Beginning in January 2012 the folks who manage the Payment Card Industry Data Security Standard (PCI DSS) are going to formally recognize the existence of virtual servers as a legitimate option for the processing of payment card data.
That’s not to say IT organizations have not been using virtual servers to process this data for some time now. But the language of the PCI DSS 2.0 specificationthat goes into effect next month makes it clear that virtual servers are allowed. Prior to that, a particular persnickety auditor could have claimed anyone using a virtual server was outside the scope of the specification, which may have dissuaded some IT organizations from putting credit card data anywhere near virtual machine software.
Of course, while the perception is virtual machines are more secure than a traditional physical server, the reality is any type of shared infrastructure should raise some security concerns. There is a lot of nuance that goes into managing security in a virtual environment most IT organizations don’t appreciate, especially when it comes to segmenting application workloads and who should have access to exactly what. In fact, to help IT organizations sort that out, Trend Micro, HyTrust and few of their vendor partners recently came up with a reference architecture for processing credit card data securely in a virtual server environment.

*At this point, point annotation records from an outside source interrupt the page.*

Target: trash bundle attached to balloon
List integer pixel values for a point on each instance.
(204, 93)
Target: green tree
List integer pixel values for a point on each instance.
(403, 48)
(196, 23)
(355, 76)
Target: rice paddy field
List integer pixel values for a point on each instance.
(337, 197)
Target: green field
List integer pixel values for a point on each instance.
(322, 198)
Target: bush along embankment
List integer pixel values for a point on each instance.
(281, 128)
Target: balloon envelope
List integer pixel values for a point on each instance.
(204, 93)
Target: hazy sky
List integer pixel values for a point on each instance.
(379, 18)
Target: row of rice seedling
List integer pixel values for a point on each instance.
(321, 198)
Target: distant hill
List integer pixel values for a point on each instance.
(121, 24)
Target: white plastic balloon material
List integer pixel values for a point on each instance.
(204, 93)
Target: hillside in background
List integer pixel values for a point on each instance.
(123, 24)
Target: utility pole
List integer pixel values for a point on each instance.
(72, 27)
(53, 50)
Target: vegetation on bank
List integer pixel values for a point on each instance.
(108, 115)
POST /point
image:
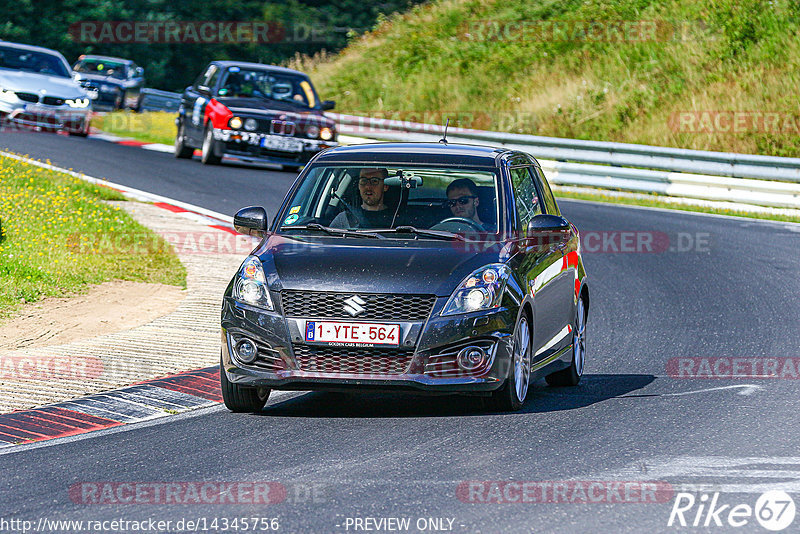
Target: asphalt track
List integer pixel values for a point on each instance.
(342, 457)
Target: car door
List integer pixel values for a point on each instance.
(565, 247)
(541, 264)
(193, 105)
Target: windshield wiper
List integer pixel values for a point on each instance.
(334, 231)
(436, 234)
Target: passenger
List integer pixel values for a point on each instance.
(373, 212)
(463, 201)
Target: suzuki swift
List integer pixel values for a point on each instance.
(433, 268)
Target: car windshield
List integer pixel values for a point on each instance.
(416, 201)
(257, 83)
(114, 69)
(32, 61)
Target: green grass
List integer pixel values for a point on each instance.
(59, 236)
(440, 58)
(654, 201)
(150, 126)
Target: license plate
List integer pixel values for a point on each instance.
(364, 334)
(284, 144)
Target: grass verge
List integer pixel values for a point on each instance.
(716, 75)
(44, 214)
(659, 202)
(149, 127)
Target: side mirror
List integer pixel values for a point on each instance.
(543, 223)
(251, 221)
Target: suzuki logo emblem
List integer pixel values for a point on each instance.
(354, 305)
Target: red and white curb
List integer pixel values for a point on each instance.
(144, 401)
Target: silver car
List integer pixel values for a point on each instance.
(37, 91)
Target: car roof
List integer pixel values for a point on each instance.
(434, 153)
(264, 66)
(105, 58)
(33, 48)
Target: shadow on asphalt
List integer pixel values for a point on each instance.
(591, 390)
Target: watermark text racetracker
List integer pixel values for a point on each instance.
(200, 32)
(724, 367)
(248, 523)
(200, 492)
(563, 491)
(194, 242)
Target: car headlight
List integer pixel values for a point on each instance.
(78, 103)
(481, 290)
(7, 96)
(250, 286)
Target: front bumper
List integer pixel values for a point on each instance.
(51, 118)
(269, 148)
(419, 364)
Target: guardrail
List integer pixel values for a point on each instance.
(157, 100)
(748, 179)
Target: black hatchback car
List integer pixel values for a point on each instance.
(254, 113)
(428, 267)
(112, 82)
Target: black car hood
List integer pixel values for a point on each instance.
(370, 266)
(260, 106)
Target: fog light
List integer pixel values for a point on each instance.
(251, 291)
(476, 298)
(471, 358)
(246, 350)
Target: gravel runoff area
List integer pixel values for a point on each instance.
(186, 338)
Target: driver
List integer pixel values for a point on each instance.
(373, 212)
(463, 201)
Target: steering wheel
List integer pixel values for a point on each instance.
(459, 220)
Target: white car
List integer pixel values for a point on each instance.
(37, 91)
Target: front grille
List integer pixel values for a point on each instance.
(362, 361)
(377, 307)
(28, 97)
(53, 101)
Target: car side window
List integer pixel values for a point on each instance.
(525, 196)
(549, 200)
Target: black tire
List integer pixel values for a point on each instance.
(571, 376)
(182, 150)
(507, 398)
(240, 399)
(209, 156)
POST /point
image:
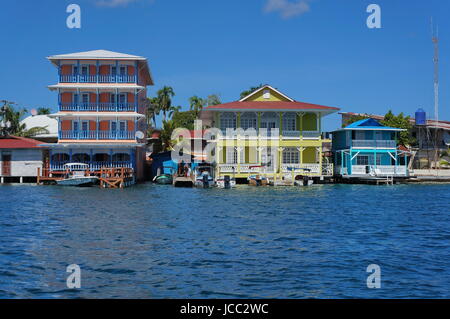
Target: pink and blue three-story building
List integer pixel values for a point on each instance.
(101, 110)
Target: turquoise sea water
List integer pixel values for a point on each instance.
(152, 241)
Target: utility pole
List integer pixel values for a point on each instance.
(435, 40)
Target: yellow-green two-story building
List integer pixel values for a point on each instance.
(268, 133)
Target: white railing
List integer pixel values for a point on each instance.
(327, 169)
(311, 134)
(59, 166)
(374, 143)
(312, 168)
(294, 134)
(359, 170)
(228, 168)
(379, 170)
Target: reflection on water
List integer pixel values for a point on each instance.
(153, 241)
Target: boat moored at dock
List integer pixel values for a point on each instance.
(77, 174)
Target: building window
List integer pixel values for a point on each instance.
(227, 120)
(85, 98)
(84, 125)
(289, 122)
(379, 159)
(232, 156)
(123, 125)
(291, 156)
(362, 160)
(84, 70)
(248, 120)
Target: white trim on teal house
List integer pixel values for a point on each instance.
(367, 148)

Once you get past virtualization, however, the next logical question should be about whether it’s alright to process credit card data in the cloud. It turns out there is a lot nuance on that point as well. For example, does the cloud service provider store all the data in its data centers, or does it get outsourced somewhere else? More importantly, can the customer see the system logs to determine if the cloud service is in compliance with the PCI DSS 2.0 specification at any given time? Not surprisingly to many IT organizations, the number of cloud service providers that provide visibility into their log management processes is not all that high, and almost none of them are the perceived leaders in the cloud computing field.
These days just about anything to do with PCI DSS compliance is painful, so finding somebody else to manage this process is by far the better part of valor for most IT organizations. The challenge, of course, is finding somebody who actually does it in a way that won’t get your organization in hot water for, first, not following the rules and, second, your failure to demand real visibility into their cloud.